Friday, August 1, 2008

Mountains

In the past couple of days I've stumbled upon two accounts of eating-disorder recovery. In one, the writer was a young adult who had entered a treatment facility; in the other, a 14-year-old girl and her family wrestled with anorexia. Both described the "refeeding" process, the part of treatment where food literally becomes medicine.

And there was so much. Food. We're talking up to 4,000 calories a day. At the treatment center, any food left on a plate at the end of a meal or snack period was replaced by an equivalent amount of Boost. In the other account, a mother describes making meal after calorie-dense meal - and her daughter still didn't gain. As it turns out, prolonged restriction changes your metabolism to make weight gain even more difficult to accomplish and maintain.

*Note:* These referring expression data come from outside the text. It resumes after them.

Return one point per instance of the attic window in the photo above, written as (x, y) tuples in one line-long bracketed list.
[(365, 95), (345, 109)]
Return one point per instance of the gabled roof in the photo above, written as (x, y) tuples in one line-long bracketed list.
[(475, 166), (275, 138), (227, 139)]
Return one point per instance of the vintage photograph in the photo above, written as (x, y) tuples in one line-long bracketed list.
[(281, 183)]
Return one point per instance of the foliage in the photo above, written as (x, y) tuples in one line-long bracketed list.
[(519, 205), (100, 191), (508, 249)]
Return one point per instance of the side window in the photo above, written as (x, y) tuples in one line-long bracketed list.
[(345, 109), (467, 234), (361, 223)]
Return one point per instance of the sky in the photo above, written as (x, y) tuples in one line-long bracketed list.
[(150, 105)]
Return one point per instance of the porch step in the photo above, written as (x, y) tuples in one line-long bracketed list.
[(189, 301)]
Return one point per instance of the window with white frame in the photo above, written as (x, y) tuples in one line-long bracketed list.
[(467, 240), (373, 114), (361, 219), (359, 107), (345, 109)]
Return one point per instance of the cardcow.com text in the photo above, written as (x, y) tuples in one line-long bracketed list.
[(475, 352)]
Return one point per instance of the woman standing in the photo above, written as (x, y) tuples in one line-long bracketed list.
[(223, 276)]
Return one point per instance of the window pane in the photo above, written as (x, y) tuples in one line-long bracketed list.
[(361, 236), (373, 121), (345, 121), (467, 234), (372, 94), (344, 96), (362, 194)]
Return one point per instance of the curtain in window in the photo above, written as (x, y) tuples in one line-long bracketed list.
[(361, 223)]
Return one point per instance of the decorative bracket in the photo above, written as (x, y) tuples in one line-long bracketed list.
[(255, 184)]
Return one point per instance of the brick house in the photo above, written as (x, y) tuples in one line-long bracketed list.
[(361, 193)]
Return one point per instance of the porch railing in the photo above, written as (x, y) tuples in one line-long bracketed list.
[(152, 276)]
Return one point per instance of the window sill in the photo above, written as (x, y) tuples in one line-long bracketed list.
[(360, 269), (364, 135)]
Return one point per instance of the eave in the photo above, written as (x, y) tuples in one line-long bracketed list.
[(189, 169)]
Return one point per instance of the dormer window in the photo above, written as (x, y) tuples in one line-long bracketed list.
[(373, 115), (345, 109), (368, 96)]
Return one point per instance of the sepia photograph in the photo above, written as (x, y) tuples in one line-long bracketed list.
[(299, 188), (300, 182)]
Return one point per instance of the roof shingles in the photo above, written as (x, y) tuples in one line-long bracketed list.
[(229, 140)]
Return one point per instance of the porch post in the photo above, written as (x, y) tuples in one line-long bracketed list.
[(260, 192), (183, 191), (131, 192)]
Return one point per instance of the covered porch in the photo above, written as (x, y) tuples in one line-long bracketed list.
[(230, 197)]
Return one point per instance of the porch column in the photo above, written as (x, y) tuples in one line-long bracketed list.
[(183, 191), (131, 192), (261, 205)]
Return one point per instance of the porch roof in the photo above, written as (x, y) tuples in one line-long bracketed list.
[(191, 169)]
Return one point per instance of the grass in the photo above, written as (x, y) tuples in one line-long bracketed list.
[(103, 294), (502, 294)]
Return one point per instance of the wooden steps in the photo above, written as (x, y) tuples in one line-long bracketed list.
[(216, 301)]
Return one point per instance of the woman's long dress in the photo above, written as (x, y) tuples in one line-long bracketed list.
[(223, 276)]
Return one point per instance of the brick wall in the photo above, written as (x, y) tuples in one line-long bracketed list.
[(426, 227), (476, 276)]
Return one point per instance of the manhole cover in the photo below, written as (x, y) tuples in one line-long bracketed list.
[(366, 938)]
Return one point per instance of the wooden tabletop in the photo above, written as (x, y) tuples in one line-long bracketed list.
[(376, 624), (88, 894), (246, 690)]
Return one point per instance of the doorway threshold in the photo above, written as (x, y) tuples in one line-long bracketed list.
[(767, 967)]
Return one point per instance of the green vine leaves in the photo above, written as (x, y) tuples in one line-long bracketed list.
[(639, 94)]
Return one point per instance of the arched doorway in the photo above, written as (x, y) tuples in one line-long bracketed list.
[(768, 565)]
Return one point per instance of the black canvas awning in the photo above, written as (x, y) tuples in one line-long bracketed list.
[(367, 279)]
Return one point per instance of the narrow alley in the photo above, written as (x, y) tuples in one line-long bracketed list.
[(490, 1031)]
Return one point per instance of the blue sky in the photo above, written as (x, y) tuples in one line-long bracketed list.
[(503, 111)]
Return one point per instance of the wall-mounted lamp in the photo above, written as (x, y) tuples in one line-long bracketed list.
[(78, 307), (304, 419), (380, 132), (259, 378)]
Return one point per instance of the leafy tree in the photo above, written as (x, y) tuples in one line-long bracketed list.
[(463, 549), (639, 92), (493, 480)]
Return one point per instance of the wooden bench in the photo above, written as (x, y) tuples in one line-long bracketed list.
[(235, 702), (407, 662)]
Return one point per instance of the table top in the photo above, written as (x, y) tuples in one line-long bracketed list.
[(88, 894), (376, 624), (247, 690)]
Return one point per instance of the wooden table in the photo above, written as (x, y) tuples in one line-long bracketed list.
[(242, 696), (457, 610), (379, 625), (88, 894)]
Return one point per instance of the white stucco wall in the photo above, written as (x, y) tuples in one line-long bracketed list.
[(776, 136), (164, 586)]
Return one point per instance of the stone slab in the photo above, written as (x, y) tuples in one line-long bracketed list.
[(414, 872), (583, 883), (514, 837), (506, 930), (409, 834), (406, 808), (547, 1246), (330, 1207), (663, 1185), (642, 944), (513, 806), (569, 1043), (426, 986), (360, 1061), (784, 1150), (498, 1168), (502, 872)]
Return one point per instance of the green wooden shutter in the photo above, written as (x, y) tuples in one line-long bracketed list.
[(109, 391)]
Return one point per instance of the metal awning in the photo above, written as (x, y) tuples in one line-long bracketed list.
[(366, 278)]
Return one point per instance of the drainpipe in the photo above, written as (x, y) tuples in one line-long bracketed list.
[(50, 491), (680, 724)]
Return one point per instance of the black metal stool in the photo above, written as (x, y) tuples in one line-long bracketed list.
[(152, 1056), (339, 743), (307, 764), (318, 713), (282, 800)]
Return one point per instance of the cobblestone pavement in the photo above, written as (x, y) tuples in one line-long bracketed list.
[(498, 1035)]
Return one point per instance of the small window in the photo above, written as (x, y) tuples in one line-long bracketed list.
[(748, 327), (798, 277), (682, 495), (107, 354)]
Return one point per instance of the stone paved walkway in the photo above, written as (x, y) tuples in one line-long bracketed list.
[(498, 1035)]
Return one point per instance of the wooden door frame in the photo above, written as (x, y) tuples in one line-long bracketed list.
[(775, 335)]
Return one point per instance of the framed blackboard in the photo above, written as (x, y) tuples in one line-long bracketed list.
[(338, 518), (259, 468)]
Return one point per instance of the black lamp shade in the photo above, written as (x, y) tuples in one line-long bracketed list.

I was stunned . When I was in my own "refeeding" - from November 2005 to spring 2006 - I never consumed that much. I didn't think it was physically possible (and it barely is, given the tales of painful bloating and cramping). After I was almost pulled out of school, I drank three Boost Plus a day at 300 calories each. I don't know what my friends thought - after one random Tuesday, I went from picking at a bunless veggie patty to grimly eating every single bite of whatever dining-hall entree seemed to have the least visible grease (they were still pretty gross). And I thought I was eating more than any person could consume without becoming Mr. Stay-Puft. Sometimes I still think I'm eating far, far more than my body needs.

Getting those boobs is going to be harder than I thought.